Files located in the “common” folder contain common terms used in creation of a book based on the language attribute of your book. As a specified that my book is written in Croatian Apache FOP will use “common/hr.xml” to look for terms such as “Table of Content”, “Chapter”, etc. This XML file is the one you want to edit if you want to change the output strings used for creation of the PDF document.
Since the Apache FOP will probably complain about hyphenation, grab the hyphenation patterns and copy the jar file fop-hyph.jar into the lib directory of the your FOP installation (the place where you have extracted Apache FOP).

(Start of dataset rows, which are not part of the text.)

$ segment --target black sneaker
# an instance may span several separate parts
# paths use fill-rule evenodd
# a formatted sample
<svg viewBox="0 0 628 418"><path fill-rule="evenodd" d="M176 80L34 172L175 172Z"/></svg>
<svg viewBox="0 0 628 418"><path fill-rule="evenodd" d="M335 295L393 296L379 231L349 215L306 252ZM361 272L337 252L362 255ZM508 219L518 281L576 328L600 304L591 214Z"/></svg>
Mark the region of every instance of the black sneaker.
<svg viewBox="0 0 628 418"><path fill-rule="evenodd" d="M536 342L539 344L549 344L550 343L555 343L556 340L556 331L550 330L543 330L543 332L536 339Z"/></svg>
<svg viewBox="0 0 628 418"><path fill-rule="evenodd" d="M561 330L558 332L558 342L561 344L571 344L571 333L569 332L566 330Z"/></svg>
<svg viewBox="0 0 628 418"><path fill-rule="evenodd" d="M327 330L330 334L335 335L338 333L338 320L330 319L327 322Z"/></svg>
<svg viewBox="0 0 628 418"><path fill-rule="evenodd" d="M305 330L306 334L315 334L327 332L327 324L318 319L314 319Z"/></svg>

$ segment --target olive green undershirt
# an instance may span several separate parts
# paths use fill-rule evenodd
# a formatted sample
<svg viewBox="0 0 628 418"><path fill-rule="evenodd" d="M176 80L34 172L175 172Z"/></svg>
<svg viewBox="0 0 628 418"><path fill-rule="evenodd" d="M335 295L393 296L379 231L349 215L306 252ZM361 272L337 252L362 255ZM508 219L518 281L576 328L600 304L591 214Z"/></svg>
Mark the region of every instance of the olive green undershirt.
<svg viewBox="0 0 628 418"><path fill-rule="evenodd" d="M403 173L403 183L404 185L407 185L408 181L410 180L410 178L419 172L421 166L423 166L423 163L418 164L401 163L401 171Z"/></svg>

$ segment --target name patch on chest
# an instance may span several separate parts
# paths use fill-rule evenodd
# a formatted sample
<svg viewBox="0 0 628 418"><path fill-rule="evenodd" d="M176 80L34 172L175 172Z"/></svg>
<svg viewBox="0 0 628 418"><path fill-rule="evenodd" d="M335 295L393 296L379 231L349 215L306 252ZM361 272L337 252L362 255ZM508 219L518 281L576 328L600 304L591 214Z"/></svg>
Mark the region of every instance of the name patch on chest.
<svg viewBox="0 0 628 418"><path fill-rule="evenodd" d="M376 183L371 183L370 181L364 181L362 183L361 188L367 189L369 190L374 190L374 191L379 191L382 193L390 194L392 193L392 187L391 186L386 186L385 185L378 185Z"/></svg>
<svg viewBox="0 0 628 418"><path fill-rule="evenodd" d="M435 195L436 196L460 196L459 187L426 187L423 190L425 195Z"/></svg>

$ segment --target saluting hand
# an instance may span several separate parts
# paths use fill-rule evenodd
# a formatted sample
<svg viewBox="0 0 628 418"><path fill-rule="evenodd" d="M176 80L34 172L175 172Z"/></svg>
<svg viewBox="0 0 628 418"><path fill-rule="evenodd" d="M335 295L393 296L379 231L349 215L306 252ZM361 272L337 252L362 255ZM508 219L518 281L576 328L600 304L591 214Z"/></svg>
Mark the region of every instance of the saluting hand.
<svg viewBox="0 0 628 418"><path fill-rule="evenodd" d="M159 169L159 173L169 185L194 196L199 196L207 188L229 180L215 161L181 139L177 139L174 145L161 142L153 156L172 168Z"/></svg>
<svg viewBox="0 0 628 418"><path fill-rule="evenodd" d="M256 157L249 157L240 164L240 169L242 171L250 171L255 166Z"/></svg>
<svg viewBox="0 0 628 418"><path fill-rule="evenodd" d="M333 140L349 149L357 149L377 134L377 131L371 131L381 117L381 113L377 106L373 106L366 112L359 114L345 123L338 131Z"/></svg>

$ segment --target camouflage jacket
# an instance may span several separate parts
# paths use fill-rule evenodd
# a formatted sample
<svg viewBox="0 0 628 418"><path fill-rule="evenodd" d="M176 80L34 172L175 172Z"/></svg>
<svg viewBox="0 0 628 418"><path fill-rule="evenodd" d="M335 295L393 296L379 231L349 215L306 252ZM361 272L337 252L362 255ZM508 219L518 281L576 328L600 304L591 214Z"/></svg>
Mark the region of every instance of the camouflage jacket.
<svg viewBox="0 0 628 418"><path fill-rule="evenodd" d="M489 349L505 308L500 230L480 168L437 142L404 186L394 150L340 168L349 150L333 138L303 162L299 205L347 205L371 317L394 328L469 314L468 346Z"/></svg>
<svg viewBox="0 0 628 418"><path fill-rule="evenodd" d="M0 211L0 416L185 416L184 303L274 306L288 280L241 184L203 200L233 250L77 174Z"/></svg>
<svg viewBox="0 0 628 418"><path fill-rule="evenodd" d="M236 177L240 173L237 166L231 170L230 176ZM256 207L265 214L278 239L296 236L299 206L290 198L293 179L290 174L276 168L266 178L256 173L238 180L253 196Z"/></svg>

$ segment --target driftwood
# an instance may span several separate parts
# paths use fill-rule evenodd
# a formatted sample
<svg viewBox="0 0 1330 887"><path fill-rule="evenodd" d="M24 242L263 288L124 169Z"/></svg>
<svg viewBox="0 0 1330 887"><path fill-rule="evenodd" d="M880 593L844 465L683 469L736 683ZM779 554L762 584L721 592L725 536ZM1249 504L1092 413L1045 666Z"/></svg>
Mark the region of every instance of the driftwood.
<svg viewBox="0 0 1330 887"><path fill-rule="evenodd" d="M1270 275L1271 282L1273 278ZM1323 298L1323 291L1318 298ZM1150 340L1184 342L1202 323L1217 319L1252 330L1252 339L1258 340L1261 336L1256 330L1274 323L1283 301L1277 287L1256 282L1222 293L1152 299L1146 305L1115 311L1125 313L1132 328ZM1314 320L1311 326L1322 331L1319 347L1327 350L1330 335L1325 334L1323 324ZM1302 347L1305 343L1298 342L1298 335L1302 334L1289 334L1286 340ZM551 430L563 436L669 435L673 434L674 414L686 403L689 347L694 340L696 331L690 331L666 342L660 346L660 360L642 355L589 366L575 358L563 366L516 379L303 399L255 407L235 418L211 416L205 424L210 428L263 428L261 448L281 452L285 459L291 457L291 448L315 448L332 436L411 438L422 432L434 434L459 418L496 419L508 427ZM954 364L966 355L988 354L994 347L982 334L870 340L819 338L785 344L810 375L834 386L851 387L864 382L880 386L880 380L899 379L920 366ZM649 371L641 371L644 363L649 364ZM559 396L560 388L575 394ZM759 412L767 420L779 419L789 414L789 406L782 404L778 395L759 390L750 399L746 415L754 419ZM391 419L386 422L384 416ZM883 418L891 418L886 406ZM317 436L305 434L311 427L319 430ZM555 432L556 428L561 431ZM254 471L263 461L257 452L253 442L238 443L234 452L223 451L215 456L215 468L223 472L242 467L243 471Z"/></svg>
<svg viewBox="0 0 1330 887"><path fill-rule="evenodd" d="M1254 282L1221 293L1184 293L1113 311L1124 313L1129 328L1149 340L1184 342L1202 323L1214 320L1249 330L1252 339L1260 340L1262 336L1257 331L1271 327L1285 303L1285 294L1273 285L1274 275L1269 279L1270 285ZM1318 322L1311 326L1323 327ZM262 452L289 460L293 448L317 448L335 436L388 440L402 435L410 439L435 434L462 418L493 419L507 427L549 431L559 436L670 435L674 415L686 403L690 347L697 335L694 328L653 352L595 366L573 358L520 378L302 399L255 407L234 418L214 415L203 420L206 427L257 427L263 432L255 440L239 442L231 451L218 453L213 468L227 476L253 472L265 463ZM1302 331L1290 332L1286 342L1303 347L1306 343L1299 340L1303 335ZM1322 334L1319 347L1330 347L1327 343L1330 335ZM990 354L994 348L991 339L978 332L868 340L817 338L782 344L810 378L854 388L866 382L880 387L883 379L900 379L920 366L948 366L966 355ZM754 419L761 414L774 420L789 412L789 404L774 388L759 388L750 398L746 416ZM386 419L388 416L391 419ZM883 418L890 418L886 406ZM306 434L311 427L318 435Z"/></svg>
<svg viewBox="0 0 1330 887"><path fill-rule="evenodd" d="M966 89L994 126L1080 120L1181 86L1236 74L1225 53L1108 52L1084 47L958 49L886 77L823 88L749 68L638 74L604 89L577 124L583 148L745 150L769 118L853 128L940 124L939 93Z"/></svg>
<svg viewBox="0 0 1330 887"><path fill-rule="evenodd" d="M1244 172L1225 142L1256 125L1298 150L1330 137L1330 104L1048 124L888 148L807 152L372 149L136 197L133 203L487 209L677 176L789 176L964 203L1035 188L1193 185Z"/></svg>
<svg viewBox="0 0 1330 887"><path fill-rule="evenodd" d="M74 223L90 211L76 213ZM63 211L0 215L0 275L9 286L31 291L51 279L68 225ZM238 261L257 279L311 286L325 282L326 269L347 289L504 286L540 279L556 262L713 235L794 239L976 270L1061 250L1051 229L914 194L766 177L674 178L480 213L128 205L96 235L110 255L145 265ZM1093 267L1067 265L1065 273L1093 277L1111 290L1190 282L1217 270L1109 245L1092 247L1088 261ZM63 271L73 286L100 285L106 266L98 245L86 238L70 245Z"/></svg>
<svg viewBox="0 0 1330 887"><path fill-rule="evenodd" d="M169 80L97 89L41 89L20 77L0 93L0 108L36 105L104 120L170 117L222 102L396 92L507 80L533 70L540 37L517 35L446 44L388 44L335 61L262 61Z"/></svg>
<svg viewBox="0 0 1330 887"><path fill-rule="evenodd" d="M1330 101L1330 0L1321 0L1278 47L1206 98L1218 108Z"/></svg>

Encoding (UTF-8) problems with Apache FOP
There are 14 most used fonts that you can use in your PDF files that do not require you to embedd the font file itself into the PDF. The problems is that these fonts do not have support for all the characters you are probably using if your are converting a document that is not written in English. Accented characters are replaced with hashes if you do not use a font that supports multi-byte characters.
There is an explanation about embedding fonts in the PDF using Apache FOP at their site but this documentation is written for Apache FOP 0.94 and since 0.95 (the current stable release) it is not necessary to create a font metrics file and trying to create one will probably result in an error.
To get the font file embedded into our PDF we need to tell Apache FOP to embed the fonts. Open up the “conf/fop.xconf” file with a text editor and find the part of the configuration file that is enclosed in
<font kerning="yes" embed-url="/Users/gog/Desktop/fop-0.95/times-roman.ttf"> <font-triplet name="Times-Roman" style="" weight="normal" /> <font-triplet name="Times-Roman" style="" weight="bold" /> </font>
Of course you will have to replace the embed-url with the path to Times New Roman.ttf file on your system.
Wrap it up
And finally to generate the PDF navigate to the folder where you extracted the Apache FOP archive and run:
./fop -c conf/fop.xconf -xml manual.xml -xsl docbook.xsl -param body.font.family Times-Roman -param title.font.family Times-Roman -pdf manual.pdf
In case you are using Windows you probably just need to replace “./fop” at the end of the line with “fop.bat”. Ofcourse you will have to change manual.xml with the full path to your DocBook document and docbook.xsl with the full path to that file located in the DocBook XSL stylesheets inside the “fo” folder.
The important part to notice is that we needed to tell the XML processor to use Times-Roman font for body and title text and that we configured Apache FOP to embed the “Times-Roman” font into the PDF document.
I guess there is a better way to customize the output of your PDF files without using “-param” during the invocation of the FOP. Maybe I’ll come back to it later, for now this works for me.